December 13, 2023 — Obstetric units are closing at a growing number of hospitals across the U.S. As a result, many patients are being forced to travel farther to give birth and receive prenatal and postpartum care. Alecia McGregor, assistant professor of health policy and politics at Harvard T.H. Chan School of Public Health, has found that these closures disproportionately impact communities of color, further exacerbating the already high health risks Black and Hispanic women face when giving birth.
McGregor is currently looking at how pregnant people in the predominantly Black neighborhoods of Southeast Washington, D.C. have been navigating their care following the loss of their only two maternity wards in 2017, followed by the COVID-19 pandemic. She shared preliminary results during a Health Policy and Management department seminar on November 29.

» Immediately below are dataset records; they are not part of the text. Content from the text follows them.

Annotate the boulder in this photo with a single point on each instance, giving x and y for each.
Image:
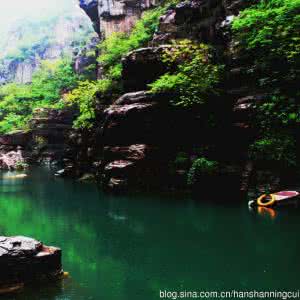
(18, 138)
(136, 62)
(135, 152)
(24, 259)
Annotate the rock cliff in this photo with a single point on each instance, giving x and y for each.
(28, 43)
(114, 16)
(141, 133)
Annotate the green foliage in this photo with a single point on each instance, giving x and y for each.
(277, 112)
(202, 167)
(114, 47)
(182, 160)
(85, 96)
(271, 28)
(18, 101)
(268, 34)
(194, 79)
(268, 38)
(276, 148)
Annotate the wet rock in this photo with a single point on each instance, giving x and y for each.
(135, 152)
(136, 62)
(117, 184)
(18, 138)
(114, 16)
(24, 259)
(119, 168)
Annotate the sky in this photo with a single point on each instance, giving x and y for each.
(12, 10)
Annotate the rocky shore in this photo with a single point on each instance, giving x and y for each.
(24, 260)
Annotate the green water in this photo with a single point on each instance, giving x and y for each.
(131, 247)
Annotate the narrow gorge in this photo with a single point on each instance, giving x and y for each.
(138, 138)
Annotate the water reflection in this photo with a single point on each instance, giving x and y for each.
(130, 247)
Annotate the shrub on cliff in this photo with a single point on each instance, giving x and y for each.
(268, 36)
(194, 79)
(17, 101)
(86, 96)
(275, 148)
(202, 167)
(114, 47)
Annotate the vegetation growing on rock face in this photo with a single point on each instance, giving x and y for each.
(86, 96)
(268, 37)
(112, 49)
(119, 44)
(18, 101)
(201, 167)
(194, 79)
(276, 148)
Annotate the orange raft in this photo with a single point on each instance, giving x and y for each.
(283, 197)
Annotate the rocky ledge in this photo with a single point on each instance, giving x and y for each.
(24, 260)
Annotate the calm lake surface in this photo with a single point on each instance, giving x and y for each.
(131, 247)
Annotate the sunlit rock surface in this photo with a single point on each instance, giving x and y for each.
(24, 259)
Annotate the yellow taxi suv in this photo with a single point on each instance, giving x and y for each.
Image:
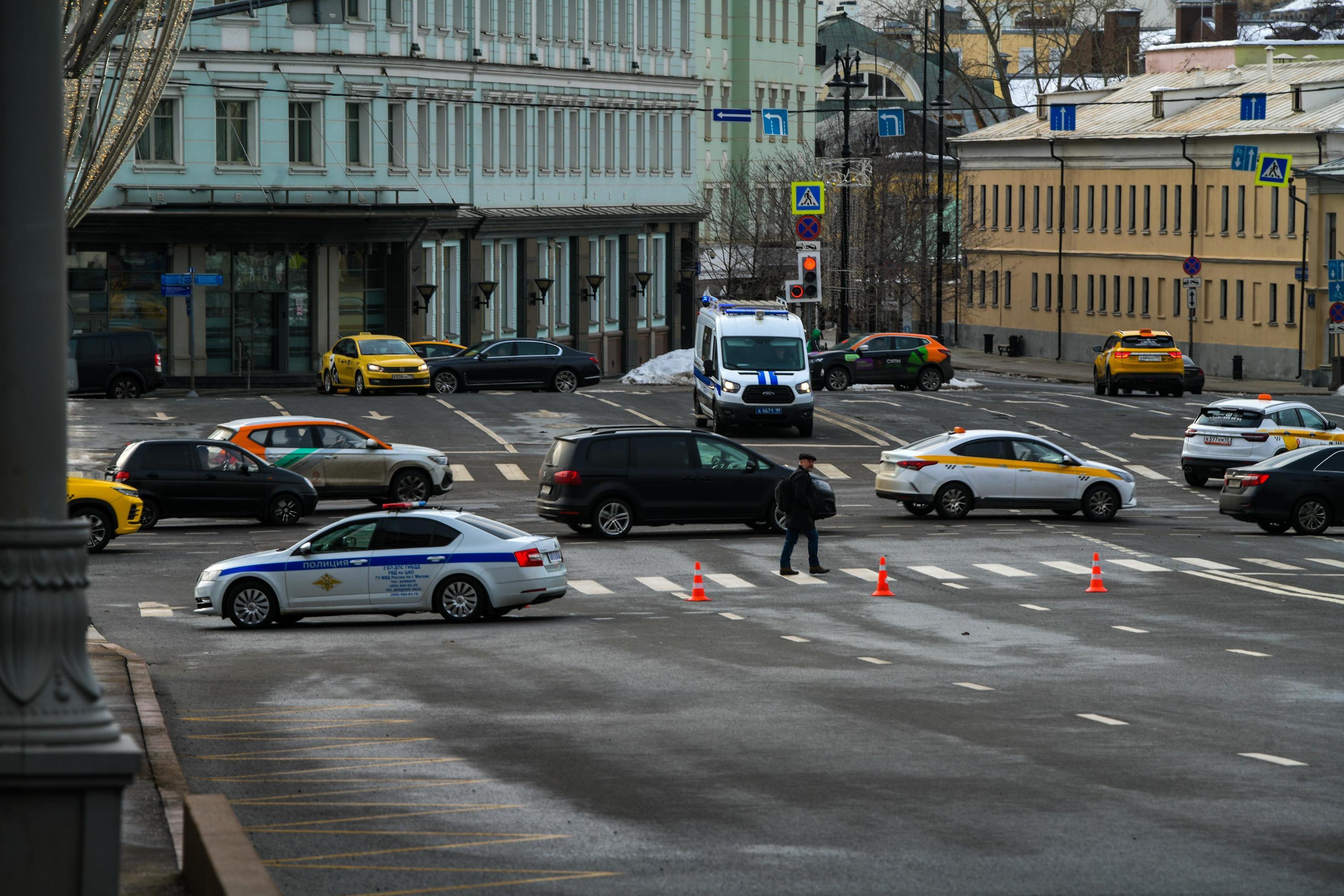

Nationwide, 217 hospital obstetric units closed between 2011 and early 2023, according to health care consulting firm Chartis, creating many so-called “maternity care deserts,” defined as counties lacking obstetric care. The reasons cited for the closures include declining birthrates, staffing shortages, increased costs, and the chilling effect of new antiabortion laws. But McGregor noted common threads—hospitals that appear most likely to close are often those most reliant on Medicaid, which reimburses at lower rates than commercial insurers, and obstetric unit loss, specifically, is more common among those units that serve a larger share of Black patients.
Most research on maternity care deserts has focused on rural areas. A 2022 report from the March of Dimes found that more than two-thirds are in rural counties. But county-level analysis misses the more granular disparities that exist in urban settings, McGregor said. While people living in Southeast D.C. still have obstetric care available within their Census-defined “county,” the time and effort it takes to get to these facilities—particularly for those who lack a car or for whom paying for parking is cost-prohibitive—present a considerable burden.
Getting at these nuances requires qualitative research, McGregor said. She is currently working with partners at community health centers in D.C. on interviewing people about where they are going to give birth and for prenatal and postpartum care, whether they ended up at these facilities by choice, and the quality of care they receive. Most participants have had more than one child, so they have been able to describe changes over recent years to their birthing and care experiences, McGregor said.
The study’s preliminary findings point to a two-tiered maternity care system in the city, with low-income Black and Hispanic patients more likely to receive care from underfunded facilities. Perhaps the most disturbing finding was that hospital overcrowding was frequently forcing patients to be diverted to another hospital while they were in the labor.
“In D.C., the maternity care system is operating in a state of emergency,” McGregor said. “Patients and providers are reporting various strategies of adaptation to promote safety where they can.”
In Southeast D.C., the city’s first new hospital in 20 years is currently under construction—and its plans include a maternity ward. McGregor said that she hoped her research findings “will help to inform the types of resources, supports, and other interventions that will be necessary to ensure equitable access at this hospital and other facilities throughout the district.”
McGregor has noted that midwife- and doula-led freestanding birth centers can help fill gaps in maternity care deserts. “The kinds of lifesaving procedures that can only be conducted in a hospital are important for those very high-risk cases,” she said in a September AP article, adding that “for the majority of pregnancies, which are lower-risk, birth centers can be a very important solution to lowering costs within the U.S. health care system and improving outcomes.”